Hispanics now make up 22% of all children under the age of 18 in the United States–up from 9% in 1980. More than 16 million children in the United States are Hispanic. Projections by the U.S. Census Bureau indicate that by 2025, nearly three-in-ten children in this country will be of Latino ancestry. 89% of them are born in the United States and 11% are born outside the United States. This translates into meaning: nearly nine-in-ten Hispanic children, under the age of 18, born in the United States are U.S. citizens but keep their cultural roots.
An analysis made by the Pew Hispanic Center, based on the Census, says that 52 % of these children are second generation — born in the United States with at least one parent who immigrated from a Latin American country.
11% of the Hispanic children are first generation — born in a Latin American country, and then migrating to the United States. 37% of them are third generation, or children of parents that were born in the United States, but managing to maintain their Hispanic heritage.

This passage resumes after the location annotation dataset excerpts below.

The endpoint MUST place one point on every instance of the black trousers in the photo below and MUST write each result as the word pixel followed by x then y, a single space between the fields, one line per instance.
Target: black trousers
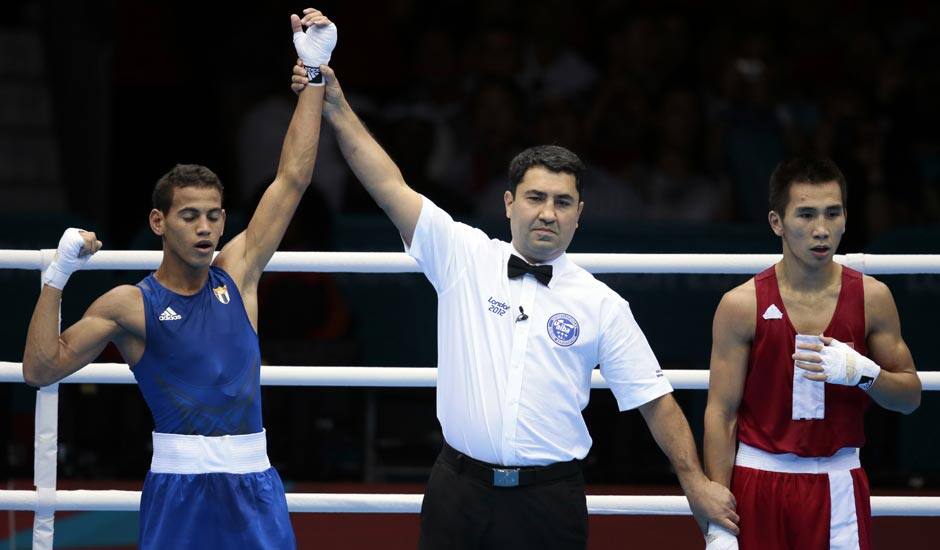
pixel 461 512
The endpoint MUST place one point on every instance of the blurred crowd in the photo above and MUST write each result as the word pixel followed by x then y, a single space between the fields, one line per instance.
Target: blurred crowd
pixel 680 109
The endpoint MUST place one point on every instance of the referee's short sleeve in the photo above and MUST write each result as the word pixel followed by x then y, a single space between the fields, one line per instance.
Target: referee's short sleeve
pixel 626 359
pixel 442 247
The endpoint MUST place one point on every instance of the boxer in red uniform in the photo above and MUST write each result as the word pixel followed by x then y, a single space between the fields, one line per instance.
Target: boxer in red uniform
pixel 798 353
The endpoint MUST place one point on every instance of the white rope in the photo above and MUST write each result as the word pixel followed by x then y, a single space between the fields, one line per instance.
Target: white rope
pixel 364 377
pixel 365 503
pixel 397 262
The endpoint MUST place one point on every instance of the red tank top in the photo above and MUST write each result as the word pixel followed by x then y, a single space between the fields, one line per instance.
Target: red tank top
pixel 765 413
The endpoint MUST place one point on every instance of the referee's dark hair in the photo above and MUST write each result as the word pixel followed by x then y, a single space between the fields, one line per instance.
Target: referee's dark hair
pixel 553 158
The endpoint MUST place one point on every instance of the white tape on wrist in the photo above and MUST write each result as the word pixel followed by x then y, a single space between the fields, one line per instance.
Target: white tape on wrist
pixel 314 47
pixel 847 367
pixel 66 260
pixel 719 538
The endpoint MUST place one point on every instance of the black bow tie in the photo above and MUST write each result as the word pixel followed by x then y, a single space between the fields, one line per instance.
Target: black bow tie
pixel 518 267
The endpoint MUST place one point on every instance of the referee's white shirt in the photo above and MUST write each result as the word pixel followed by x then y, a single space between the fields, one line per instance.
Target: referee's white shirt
pixel 511 392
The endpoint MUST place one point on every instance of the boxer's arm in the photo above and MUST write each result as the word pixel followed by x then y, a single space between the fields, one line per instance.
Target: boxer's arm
pixel 246 255
pixel 732 333
pixel 709 501
pixel 888 373
pixel 898 387
pixel 50 356
pixel 371 164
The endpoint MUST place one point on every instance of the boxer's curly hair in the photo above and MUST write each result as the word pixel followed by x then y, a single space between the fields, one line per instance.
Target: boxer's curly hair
pixel 183 175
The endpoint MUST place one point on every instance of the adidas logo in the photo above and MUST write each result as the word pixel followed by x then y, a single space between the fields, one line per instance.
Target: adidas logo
pixel 170 315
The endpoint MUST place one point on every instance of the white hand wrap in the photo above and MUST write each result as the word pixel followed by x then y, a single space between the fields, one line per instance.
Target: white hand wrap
pixel 844 366
pixel 314 47
pixel 66 260
pixel 719 538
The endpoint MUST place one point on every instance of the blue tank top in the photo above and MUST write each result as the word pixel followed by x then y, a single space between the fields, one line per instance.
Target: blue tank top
pixel 200 373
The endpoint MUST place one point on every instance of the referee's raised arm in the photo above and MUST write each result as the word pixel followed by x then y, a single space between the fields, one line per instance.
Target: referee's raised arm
pixel 371 164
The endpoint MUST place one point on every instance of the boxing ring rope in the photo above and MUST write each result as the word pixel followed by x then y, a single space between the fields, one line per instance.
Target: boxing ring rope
pixel 45 500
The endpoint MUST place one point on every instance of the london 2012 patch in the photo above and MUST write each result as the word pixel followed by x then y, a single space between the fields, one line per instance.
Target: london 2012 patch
pixel 563 329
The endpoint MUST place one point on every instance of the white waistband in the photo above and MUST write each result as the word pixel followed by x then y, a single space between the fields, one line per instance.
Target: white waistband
pixel 845 458
pixel 199 454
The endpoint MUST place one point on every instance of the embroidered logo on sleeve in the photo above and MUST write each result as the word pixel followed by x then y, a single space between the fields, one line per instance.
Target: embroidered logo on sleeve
pixel 773 312
pixel 170 315
pixel 497 306
pixel 563 329
pixel 221 294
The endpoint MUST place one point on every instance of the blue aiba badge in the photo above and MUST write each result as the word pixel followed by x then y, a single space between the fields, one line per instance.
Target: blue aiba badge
pixel 563 329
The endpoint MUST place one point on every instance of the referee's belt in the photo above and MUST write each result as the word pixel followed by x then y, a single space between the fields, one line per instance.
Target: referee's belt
pixel 505 476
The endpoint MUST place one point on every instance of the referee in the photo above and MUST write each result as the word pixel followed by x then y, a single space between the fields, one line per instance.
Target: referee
pixel 520 329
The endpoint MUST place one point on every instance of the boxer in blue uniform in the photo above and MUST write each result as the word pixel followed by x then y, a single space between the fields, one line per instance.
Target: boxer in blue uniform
pixel 189 333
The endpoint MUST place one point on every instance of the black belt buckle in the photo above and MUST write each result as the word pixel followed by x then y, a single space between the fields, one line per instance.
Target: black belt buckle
pixel 505 477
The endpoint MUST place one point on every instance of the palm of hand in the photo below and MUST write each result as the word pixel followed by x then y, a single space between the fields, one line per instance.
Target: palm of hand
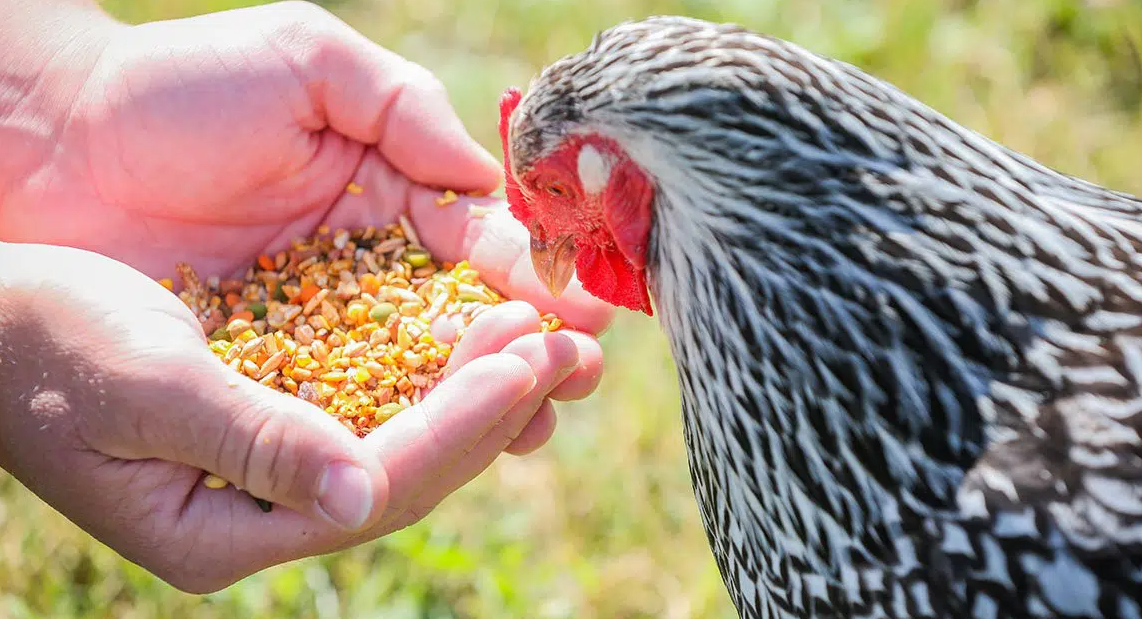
pixel 211 153
pixel 214 152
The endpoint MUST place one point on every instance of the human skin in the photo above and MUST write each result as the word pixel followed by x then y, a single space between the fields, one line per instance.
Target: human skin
pixel 210 141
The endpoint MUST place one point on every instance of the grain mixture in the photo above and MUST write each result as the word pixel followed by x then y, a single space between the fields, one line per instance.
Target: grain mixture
pixel 342 320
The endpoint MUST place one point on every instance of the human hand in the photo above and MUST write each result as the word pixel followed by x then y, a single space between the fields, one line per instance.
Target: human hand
pixel 111 408
pixel 211 138
pixel 227 135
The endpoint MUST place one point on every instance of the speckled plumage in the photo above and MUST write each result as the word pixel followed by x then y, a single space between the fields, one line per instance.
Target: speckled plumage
pixel 910 359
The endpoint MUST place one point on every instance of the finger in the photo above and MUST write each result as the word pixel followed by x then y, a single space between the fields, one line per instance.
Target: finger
pixel 553 358
pixel 423 441
pixel 491 331
pixel 536 433
pixel 375 96
pixel 586 377
pixel 498 247
pixel 276 447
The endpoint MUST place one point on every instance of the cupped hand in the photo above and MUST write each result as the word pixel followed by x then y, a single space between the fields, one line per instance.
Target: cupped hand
pixel 210 141
pixel 114 409
pixel 215 138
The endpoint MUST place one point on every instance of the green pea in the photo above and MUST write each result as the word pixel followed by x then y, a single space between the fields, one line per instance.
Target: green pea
pixel 417 258
pixel 380 312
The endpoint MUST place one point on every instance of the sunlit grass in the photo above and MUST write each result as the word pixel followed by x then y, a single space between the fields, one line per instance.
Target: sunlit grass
pixel 602 522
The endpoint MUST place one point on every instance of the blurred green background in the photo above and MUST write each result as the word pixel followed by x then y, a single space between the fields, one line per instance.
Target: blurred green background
pixel 602 521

According to The Pew Hispanic Center, 43% of the first generation Latino children are not fluent in English, as well as 23% of second generation and 11% of the third generation. The first generation of Latino children -foreign born- experience better outcomes, than the third generation or higher, the study says. These children are less likely than the children of U.S. Born Latinos to have low birth weights, to die within the first year of life, or experience a variety of childhood health problems, (Hernandez 1999).